Over the past several months, Chan, a 20-year-old history major, has sparred with the University over what it perceives is unhealthy low weight. Chan is 5’2” and 92 lbs. and contends she’s always been very thin, just as her parents and grandparents were at her age.

That didn’t satisfy Yale, however. Until this past Friday, Yale had been telling Chan that if she didn’t put on some pounds, she would be forced to leave school.

“I ate ice cream twice a day,” Chan told the New Haven Register. “I ate cookies. I used the elevator instead of walking up stairs. But I don’t really gain any weight.”

On the Huffington Post, Chan details her struggle with Yale Health officials in a piece titled “Yale University Thinks I Have an Eating Disorder.”

“In the past three weeks alone, I have spent ten hours at Yale Health, our student health center,” she wrote. “Since December, I have had weekly weigh-ins and urine tests, three blood tests, appointments with a mental health counselor and a nutritionist, and even an EKG done to test my heart. My heart was fine — as it always has been — and so was the rest of my body. So what was the problem?”

According to Chan, they think she has an eating disorder but would not look “past the numbers on the scale, to see the person right in front of them.”

What followed was a medical circus—a lot of tests, mental health evaluations, nutritionists, and more.
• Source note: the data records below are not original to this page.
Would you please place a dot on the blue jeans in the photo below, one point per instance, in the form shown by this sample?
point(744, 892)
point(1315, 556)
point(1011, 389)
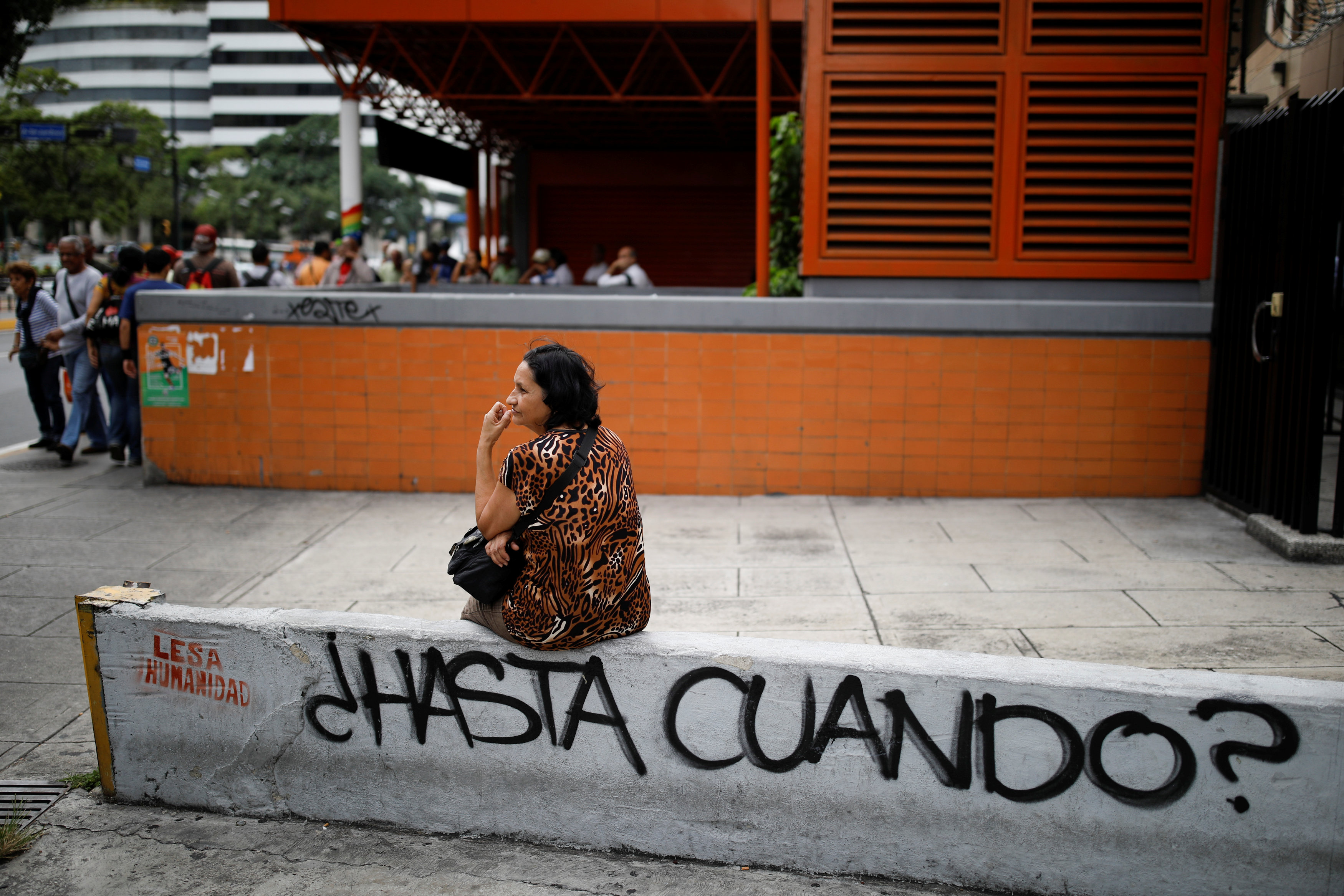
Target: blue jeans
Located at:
point(124, 397)
point(115, 381)
point(86, 409)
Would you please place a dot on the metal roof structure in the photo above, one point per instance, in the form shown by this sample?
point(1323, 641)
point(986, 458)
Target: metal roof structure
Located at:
point(623, 75)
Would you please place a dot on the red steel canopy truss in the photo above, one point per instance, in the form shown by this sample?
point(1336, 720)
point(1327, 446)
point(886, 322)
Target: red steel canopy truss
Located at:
point(568, 85)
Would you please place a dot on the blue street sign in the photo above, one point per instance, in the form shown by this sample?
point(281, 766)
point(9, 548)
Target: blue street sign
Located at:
point(48, 134)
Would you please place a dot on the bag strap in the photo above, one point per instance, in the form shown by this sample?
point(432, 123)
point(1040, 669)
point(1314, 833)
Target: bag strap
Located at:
point(70, 301)
point(561, 484)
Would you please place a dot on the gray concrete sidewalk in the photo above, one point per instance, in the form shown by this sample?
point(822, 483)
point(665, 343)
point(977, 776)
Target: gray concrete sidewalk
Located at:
point(1139, 582)
point(1152, 583)
point(97, 848)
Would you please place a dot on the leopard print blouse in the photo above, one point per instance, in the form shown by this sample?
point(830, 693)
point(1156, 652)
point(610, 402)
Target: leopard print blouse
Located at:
point(584, 581)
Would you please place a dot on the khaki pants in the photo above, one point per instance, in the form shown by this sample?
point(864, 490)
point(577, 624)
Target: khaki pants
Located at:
point(491, 617)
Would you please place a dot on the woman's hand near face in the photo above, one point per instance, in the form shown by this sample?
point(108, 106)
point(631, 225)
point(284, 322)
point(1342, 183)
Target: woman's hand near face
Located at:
point(498, 547)
point(497, 421)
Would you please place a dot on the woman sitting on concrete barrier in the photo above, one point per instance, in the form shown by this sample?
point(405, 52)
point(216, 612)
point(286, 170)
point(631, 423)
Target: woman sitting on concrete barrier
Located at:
point(584, 580)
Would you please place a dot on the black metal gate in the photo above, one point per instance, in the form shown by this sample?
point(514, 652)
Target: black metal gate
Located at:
point(1277, 313)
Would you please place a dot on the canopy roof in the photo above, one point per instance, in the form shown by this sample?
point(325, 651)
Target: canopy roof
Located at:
point(562, 80)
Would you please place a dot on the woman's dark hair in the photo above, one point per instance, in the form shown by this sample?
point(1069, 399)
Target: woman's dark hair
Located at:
point(568, 381)
point(131, 261)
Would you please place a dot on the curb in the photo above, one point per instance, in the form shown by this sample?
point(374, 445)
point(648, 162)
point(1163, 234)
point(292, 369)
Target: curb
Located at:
point(1291, 545)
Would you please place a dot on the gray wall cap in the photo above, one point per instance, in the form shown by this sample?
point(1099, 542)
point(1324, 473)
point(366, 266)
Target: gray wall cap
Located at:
point(1088, 313)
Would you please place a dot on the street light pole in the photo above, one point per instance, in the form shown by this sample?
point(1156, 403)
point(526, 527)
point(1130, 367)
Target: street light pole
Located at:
point(172, 113)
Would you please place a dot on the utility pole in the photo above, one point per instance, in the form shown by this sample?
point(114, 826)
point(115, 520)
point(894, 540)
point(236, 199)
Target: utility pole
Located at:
point(172, 139)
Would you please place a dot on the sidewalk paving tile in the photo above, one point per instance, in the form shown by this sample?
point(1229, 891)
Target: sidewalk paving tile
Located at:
point(766, 582)
point(680, 582)
point(898, 578)
point(927, 553)
point(33, 712)
point(1015, 610)
point(1300, 577)
point(1241, 608)
point(1190, 647)
point(42, 660)
point(1107, 577)
point(26, 616)
point(737, 614)
point(88, 554)
point(834, 636)
point(1182, 530)
point(1003, 643)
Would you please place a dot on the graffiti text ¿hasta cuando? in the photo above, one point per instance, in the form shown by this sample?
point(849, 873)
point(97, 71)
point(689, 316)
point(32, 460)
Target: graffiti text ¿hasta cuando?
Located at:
point(953, 769)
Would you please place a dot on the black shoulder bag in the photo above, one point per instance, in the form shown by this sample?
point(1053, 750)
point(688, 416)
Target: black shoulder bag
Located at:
point(472, 569)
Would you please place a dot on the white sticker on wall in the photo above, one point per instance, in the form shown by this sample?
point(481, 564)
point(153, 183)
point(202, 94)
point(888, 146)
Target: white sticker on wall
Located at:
point(204, 354)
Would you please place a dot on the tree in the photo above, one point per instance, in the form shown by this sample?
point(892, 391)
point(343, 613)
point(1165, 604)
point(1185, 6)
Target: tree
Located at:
point(785, 206)
point(292, 179)
point(86, 176)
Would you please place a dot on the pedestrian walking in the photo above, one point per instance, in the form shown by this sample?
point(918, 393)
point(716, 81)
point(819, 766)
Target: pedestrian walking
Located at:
point(206, 269)
point(91, 256)
point(470, 269)
point(158, 268)
point(35, 316)
point(263, 273)
point(103, 334)
point(311, 273)
point(626, 270)
point(583, 578)
point(599, 265)
point(505, 270)
point(351, 268)
point(76, 283)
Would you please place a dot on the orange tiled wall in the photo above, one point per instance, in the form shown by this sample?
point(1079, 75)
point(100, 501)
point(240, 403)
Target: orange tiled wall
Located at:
point(706, 413)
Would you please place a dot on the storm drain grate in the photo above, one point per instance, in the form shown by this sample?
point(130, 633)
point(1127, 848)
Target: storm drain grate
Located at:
point(43, 461)
point(26, 800)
She would “load up on carbs for each meal” and eat “3-4 scoops of ice cream twice a day with chocolate, cookies, or Cheetos at bedtime.”

Eventually the scale went up two pounds but that still wasn’t enough.

The real culprit, Chan said, was the University doctors’ reliance on BMI or Body Mass Index to determine a healthy level of weight for an individual. Finally, Chan said that she had had enough.

“I was scheduled to have a mental health appointment at 9:00 a.m. and a weigh-in at 10:30 a.m. this past Friday,” she wrote. “But I’m done. No more weigh-ins, no more blood draws. I don’t have an eating disorder, and I will not let Yale Health cause me to develop one. If Yale wants to kick me out, let them try — in the meantime, I’ll be studying for midterms, doing my best to make up for lost time.”

And on Friday, her new physician relented and said that BMI wasn’t the only significant measure of proper health. The new physician trusts that Chan doesn’t have an eating disorder and that they’ve made a mistake.

As for Chan, she’ll continue to go to the Yale health center—but only once per semester.